Official solution: Let $E$ be the point where the boy turned westward, reaching the shore at $D$. Let the ray $DE$ cut $AC$ at $F$ and the shore again at $G$. Then $EF = AE = x$ (because $AEF$ is an equilateral triangle) and $ FG = DE = y$. From $AE \cdot EB = DE \cdot EG$ we obtain $x(86 - x) = y(x + y)$. If $x$ is odd, then $x(86 - x)$ is odd, while $y(x + y)$ is even. Hence $x$ is even, and so $y$ must also be even. Let $y = 2y_1$. The above equation can be rewritten as \[(x + y_1 - 43)^2 + (2y_1)^2 = (43 - y_1)^2.\] Since $y_1 < 43$, we have $\gcd(2y_1, 43-y_1) = 1$, and thus $(|x+y_1-43|, 2y_1, 43-y_1)$ is a primitive Pythagorean triple. Consequently there exist integers $a > b > 0$ such that $y_1 = ab$ and $43 - y_1 = a^2 + b^2$. We obtain that $a^2 + b^2 + ab = 43$, which has the unique solution $a = 6, b = 1$. Hence $y = 12$ and $x = 2$ or $x = 72.$ Remark. The Diophantine equation $x(86-x) = y(x+y)$ can be also solved directly. Namely, we have that $x(344 - 3x) = (2y + x)^2$ is a square, and since $x$ is even, we have $(x, 344 - 3x) = 2$ or $4$. Consequently $x, 344 - 3x$ are either both squares or both two times squares. The rest is easy.

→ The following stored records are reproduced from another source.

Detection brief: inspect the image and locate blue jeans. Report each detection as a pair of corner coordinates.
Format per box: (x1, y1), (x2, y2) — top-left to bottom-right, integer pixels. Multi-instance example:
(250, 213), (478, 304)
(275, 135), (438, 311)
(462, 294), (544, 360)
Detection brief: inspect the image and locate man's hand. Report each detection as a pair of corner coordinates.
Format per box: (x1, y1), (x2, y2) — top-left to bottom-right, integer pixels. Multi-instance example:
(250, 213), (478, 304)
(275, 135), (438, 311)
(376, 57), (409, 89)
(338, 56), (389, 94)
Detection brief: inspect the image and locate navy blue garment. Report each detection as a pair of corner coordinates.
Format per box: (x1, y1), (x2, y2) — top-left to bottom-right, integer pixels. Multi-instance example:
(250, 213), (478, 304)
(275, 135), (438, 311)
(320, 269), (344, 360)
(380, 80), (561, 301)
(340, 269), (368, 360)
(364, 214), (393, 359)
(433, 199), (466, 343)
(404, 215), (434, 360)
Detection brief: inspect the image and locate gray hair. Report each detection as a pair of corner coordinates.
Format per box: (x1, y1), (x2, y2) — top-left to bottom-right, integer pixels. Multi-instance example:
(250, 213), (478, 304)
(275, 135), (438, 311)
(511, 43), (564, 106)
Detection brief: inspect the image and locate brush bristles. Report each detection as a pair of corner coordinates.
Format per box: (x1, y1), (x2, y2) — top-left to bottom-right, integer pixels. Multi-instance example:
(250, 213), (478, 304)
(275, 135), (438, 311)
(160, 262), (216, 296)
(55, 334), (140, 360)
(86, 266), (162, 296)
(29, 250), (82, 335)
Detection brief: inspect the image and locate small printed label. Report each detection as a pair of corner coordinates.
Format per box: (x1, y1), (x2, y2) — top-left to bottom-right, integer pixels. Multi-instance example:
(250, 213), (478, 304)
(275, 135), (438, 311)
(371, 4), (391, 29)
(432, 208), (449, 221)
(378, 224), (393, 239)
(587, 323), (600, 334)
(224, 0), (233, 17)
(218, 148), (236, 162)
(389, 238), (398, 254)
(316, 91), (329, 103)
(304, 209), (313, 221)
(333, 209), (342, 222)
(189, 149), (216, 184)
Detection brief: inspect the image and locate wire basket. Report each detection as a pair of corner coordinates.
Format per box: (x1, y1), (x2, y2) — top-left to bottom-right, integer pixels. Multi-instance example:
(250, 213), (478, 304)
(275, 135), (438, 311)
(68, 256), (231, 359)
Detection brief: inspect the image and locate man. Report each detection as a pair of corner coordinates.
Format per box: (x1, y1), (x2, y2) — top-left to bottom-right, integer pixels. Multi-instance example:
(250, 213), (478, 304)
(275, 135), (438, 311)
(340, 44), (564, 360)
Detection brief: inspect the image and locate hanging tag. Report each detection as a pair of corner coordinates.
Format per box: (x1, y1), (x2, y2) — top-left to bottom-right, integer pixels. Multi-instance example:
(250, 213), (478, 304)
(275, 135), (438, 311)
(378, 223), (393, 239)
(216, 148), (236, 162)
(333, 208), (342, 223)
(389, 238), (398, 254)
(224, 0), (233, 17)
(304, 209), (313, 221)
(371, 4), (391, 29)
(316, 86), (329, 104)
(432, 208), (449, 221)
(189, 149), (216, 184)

Amir Hossein wrote: Namely, we have that $x(344 - 3x) = (2y + x)^2$ is a square, and since $x$ is even, we have $(x, 344 - 3x) = 2$ or $4$. Not quite. If $d=\gcd(x,344-3x)$, then $d\mid 344=8\cdot 43$. Since always $2\mid d$ ($x$ is even), we cannot also have $43\mid d$, since then $2\cdot 43 = 86 \mid x < 86$; but we can have $d=2$, $d=4$, or $d=8$. Correspondingly, if $x=dz$, we need have $z,172-3z$ perfect squares (with $z$ odd), or $z,86-3z$ perfect squares (with $z$ odd), or $z,43-3z$ perfect squares. Casework yields $z=1$ (for the first case, so $x=2$), and $z=9$ (for the third case, so $x=72$), as only possibilities. There are other ways, also. Since both $x$ and $y$ must be even, denoting $d=\gcd(x/2,y/2)$, $x=2da$, $y=2db$, with $\gcd(a,b)=1$, the relation obtained writes $a(43-da) = db(a+b)$. This implies $a\mid d$, so $d=ea$, and we can write $43-ea^2 = eb(a+b)$. So $e\mid 43$, and since we cannot have $e=43$ since then $x\geq 86$, we need have $e=1$, thus $43 = a^2+ab+b^2$. Working with the discriminant, it is immediate that the only solutions are $\{a,b\}=\{1, 6\}$. Are you sure the official solution is that first presented, working with Pythagorean triples, and hugely complicating things?